= Voo da Amizade =

Voo da amizade (Friendship Flight) was the name of a dedicated air service between Brazil and Portugal operated between 1960 and 1967. It was an operational partnership between the Portuguese TAP Transportes Aéreos Portugueses and the Brazilian Panair do Brasil (1960–1965) and Varig (1965–1967).

==History==
In order to further promote the close cultural and economic ties between Brazil and Portugal, Panair do Brasil and TAP-Transportes Aéreos Portugueses established a jointly-operated air service with very specific characteristics:

- Tickets for this flight were much cheaper than normal tickets but could be purchased only by Brazilian and Portuguese citizens or foreigners with permanent residence in one of those two countries.
- Flights were initially operated once a week by a dedicated Panair do Brasil Douglas DC-7C with the titles Panair and TAP on the fuselage, with crew of both airlines, and with TAP flight numbers. By August 1961 frequencies had increased to 2 flights a week, one for each airline, and by August 1962 there were three weekly frequencies, with two for Panair and one for TAP. However, in May 1964 frequencies returned to the 1961 arrangement. During all this time the service was operated by a Panair aircraft configured in all-economy class.
- The routing was Rio de Janeiro-Galeão / Recife / Sal / Lisbon. Some flights also stopped at São Paulo-Congonhas. Since at the time Cape Verde, where the island of Sal is located, was a Portuguese Overseas Province, the whole flight was operated within the territories of Brazil and Portugal.
- Meals were served in airport restaurants during the refueling stops. Each passenger had a baggage allowance of 20 kg.

The first flight took off from Brazil on November 30, 1960 and remained as originally planned until the closure of Panair do Brasil on February 10, 1965. After a brief interruption, on November 22, 1965 Varig succeeded Panair in the Brazilian half of the operation, using one of its Lockheed L-188 Electra II. In this phase, TAP also decided to start using its own aircraft, a Lockheed L-1049G Super Constellation, for its share of the services. Thus, each airline had one weekly frequency and operated its own equipment. Flights ended in 1967.
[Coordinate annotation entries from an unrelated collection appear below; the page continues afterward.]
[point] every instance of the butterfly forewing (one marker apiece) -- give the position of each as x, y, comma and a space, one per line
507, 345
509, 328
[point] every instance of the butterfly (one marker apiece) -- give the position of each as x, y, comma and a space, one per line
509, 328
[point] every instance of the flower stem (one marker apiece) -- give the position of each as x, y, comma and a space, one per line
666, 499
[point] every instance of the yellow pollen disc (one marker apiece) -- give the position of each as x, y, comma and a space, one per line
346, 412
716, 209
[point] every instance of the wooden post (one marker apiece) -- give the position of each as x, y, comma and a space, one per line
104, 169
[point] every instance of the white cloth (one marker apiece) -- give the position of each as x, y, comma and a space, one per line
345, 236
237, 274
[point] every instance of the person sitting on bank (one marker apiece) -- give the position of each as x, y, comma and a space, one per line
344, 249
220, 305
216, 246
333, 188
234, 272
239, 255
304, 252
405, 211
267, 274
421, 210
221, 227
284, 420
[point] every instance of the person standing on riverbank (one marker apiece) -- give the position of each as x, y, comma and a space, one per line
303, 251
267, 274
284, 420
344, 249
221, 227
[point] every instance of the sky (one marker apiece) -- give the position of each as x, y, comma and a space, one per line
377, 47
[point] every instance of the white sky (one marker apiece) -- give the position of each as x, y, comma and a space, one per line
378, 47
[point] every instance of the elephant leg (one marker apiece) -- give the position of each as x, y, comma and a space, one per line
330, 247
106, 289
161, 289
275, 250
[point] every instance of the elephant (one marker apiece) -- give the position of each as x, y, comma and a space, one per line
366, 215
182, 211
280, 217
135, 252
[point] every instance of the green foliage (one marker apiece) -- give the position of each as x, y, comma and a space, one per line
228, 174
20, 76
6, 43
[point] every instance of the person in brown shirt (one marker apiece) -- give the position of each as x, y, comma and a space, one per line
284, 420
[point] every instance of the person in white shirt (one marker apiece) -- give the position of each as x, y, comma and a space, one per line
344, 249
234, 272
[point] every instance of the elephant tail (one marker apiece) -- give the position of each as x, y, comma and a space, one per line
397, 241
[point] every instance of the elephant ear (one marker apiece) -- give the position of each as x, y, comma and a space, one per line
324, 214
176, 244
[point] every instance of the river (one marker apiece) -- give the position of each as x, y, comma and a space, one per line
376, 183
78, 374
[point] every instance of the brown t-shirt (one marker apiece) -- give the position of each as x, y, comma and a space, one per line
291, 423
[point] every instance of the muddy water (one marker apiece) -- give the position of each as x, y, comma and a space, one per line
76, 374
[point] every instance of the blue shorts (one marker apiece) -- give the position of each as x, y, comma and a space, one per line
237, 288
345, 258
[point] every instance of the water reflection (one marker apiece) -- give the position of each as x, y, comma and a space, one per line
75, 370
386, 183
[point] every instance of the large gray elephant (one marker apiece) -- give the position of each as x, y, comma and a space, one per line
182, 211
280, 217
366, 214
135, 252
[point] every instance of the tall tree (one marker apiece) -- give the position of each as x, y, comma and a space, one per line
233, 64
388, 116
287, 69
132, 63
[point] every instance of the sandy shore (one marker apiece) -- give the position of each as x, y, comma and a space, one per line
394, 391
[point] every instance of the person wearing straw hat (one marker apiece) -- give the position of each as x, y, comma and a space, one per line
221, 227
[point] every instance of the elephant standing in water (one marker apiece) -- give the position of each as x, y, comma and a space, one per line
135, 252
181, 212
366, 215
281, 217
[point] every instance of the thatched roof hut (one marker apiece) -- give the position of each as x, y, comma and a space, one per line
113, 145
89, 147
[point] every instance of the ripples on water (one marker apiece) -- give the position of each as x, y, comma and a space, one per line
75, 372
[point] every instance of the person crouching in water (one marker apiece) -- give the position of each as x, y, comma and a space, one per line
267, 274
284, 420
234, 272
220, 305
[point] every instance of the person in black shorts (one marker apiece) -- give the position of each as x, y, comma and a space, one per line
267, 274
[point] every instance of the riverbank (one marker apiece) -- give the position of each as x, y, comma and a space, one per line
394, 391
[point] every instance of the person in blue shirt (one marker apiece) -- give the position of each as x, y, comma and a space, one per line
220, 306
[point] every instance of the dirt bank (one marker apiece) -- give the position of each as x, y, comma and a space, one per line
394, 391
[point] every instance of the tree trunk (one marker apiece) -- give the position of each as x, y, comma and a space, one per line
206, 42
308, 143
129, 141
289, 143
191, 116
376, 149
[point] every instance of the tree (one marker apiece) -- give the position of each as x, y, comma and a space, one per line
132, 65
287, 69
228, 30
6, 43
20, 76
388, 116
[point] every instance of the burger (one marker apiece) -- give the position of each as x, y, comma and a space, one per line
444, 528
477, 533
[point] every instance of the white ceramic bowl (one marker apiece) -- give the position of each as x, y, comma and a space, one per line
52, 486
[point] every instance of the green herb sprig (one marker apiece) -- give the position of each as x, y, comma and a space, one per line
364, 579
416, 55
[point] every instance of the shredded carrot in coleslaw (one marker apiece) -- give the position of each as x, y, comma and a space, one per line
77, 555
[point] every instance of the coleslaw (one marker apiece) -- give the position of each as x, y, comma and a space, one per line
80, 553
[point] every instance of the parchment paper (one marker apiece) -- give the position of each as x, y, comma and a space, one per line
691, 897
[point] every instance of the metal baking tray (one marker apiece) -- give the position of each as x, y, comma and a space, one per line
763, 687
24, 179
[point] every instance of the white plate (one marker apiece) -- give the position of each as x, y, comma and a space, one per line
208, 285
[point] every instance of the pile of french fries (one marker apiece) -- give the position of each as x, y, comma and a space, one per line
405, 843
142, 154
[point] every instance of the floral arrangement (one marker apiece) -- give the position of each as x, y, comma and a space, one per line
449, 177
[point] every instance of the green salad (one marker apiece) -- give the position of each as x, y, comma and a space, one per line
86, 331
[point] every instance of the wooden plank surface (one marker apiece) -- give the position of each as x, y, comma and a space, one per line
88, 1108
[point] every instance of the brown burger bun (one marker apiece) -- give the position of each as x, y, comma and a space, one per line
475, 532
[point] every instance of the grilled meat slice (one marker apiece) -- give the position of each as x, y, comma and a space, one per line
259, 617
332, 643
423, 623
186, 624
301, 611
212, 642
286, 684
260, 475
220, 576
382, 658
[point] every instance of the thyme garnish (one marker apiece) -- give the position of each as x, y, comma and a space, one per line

It is worth noting that Panair, TAP and Varig also operated nonstop flights between Brazil and Portugal without the restrictions imposed by the Voo da amizade. For these, from 1960 to 1965 Panair used its Douglas DC-8-33, and from 1966 onwards TAP used its Boeing 707 and Varig either a Boeing 707 or a Douglas DC-8-33.

==Accident==
- 1 November 1961: the Panair do Brasil Douglas DC-7C registration PP-PDO flying southbound from Sal to Recife during its final approach at Recife, struck an 84 m hill 2.7 km from the runway and broke up. The aircraft was doing a night approach too low and outside the regular traffic pattern. From a total of 88 passengers and crew, 45 died.